“I think it is likely that we will ultimately have reserve currencies other than the US dollar,” the UK top financial official claimed during an online question-and-answer session carried out as part of the Bank of England’s Future Forum.
According to Carney, the global financial system is currently lagging behind the evolution of the global economy, facing asymmetric concentrations of financial assets in advanced economies relative to economic activity.
“As the world re-orders, this disconnect between the real and financial is likely to reduce, and in the process other reserve currencies may emerge. In the first instance, I would expect these will be existing national currencies, such as the renminbi,” he said.
In 2016, the Chinese yuan was included in the Special Drawing Right (SDR) basket alongside the US dollar, the Japanese yen, the euro, and the British pound. The move granted the yuan the status of a reserve currency.
However, China’s national currency accounted for less than two percent of international capital flows as of last February, according to data compiled by global financial transfer system SWIFT.

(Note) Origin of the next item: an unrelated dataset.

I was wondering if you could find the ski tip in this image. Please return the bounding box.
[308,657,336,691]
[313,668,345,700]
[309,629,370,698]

The figure was far behind the dollar’s reported 40 percent. The euro, Japanese yen and British pound followed the US currency in order of popularity for international payments.
The BoE governor said the transition from the dollar to another currency that could become prevailing wouldn’t be quick. The greenback has been dominating over the last hundred years after it replaced the British sterling as the key reserve currency.
“History suggests these transitions will not happen overnight. The US economy overtook Britain’s in the second half of the 19th century, but it took until the 1920s before it became a dominant currency in international trade,” Carney said.